De profeet, Allah’s zegen en vrede zij met hem, zei daarna: ,,Ik zal vergiffenis voor je vragen, behalve als Allah mij dat af zou raden”. Allah, de Verhevene, openbaarde toen:
“Het past de profeet en degenen die geloven niet dat zij de veelgoden-aanbidders om vergeving vragen, ook al zijn zij verwanten, nadat het hen duidelijk is geworden dat zij de bewoners van de Hel zijn.” (Surah 9: Ayah 113).
Ook is in dit verband geopenbaard:
“Voorwaar, Jij kunt degene die jij liefhebt geen leiding geven.” (Surah 28: Ayah 56).
Abu Talib overleed in de maand Radjab (of Ramadan) van het jaar 10 na het gezantschap, zes maanden na het vernietigen van het verdrag en het opheffen van het uitwijzingsbevel. Hij steunde en beschermde de profeet, Allah’s zegen en vrede zij met hem. De verkondiging van de Islam heeft onder zijn hoede de tegenwerking van velen kunnen doorstaan, maar hij hield vast aan de religie van zijn voorouders en miste daardoor de gehele voorspoed.
Al’abbas vroeg de profeet, Allah’s zegen en vrede zij met hem: ,,Kon je niets voor je oom betekenen? Hij behoedde en beschermde je”. Hij antwoordde: ,,Hij bevindt zich in een ondiepe laag van de hel, als ik er niet geweest was dan had hij in de laagste verdieping gezeten.”
Voordat het verdriet om de dood van Abu Talib verwerkt was, is de moeder der gelovigen Khadija, moge Allah met haar tevreden zijn, ook overleden. Dit gebeurde in de maand Ramadan van hetzelfde jaar (10) waarin Abu Talib was overleden; twee maanden en drie dagen later. Zij steunde oprecht de profeet, Allah’s zegen en vrede zij met hem, in zijn boodschap om de Islam te verkondigen. Ze hielp hem met haar geld en inzet en deelde zijn zorgen.
De profeet, Allah’s zegen en vrede zij met hem, zei: ,,Zij geloofde in me toen de mensen mij ongelovig waren, zij vertrouwde me toen de mensen vonden dat ik onwaarheden vertelde, zij deelde haar geld met mij toen de mensen mij alles ontnamen en Allah heeft mij aan alleen van haar kinderen geschonken en niet van een andere vrouw.” Van haar goedgunstigheden is er overgeleverd dat de engel Jibriel, vrede zij met hem, tegen de profeet, Allah’s zegen en vrede zij met hem, zei: ,,O gezant van Allah, daar komt Khadija aan, ze draagt wat eten of drinken bij zich.

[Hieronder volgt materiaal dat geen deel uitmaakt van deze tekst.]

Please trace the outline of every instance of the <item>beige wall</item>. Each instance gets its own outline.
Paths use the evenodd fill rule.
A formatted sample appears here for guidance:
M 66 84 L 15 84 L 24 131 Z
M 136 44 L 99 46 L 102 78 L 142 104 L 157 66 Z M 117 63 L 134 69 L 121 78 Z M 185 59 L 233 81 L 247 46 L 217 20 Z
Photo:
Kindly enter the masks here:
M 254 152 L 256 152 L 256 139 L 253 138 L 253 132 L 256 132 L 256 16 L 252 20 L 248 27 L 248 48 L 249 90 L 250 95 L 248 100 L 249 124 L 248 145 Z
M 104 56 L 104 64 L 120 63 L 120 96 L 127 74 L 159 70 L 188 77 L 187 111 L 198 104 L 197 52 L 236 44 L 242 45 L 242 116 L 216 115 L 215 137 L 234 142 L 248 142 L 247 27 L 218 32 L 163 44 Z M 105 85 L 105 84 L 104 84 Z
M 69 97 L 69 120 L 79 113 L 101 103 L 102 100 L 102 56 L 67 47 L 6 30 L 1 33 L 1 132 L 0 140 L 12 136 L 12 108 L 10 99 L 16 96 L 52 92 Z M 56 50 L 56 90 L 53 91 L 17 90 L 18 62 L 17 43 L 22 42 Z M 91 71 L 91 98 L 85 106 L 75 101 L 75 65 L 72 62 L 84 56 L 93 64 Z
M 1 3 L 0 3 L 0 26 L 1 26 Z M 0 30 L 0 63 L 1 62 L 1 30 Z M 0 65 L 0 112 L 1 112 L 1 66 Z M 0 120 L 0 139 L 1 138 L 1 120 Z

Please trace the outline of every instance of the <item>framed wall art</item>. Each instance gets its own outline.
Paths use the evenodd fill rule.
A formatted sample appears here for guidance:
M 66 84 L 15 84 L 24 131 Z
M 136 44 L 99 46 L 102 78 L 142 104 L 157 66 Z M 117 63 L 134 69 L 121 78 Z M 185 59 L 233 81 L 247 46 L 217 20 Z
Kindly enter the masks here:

Als zij komt doe haar “salaam” (de groeten) van haar Heer en feliciteer haar met een huis van riet in het paradijs, waar noch lawaai noch vermoeidheid bestaat.”
De profeet, Allah’s zegen en vrede zij met hem, noemde haar voortdurend en vroeg om genade voor haar en was altijd emotioneel en vol met mededogen als hij over haar sprak. Hij slachtte af en toe een schaap en stuurde het naar haar vrienden. Zij had enorm veel goede karaktertrekken.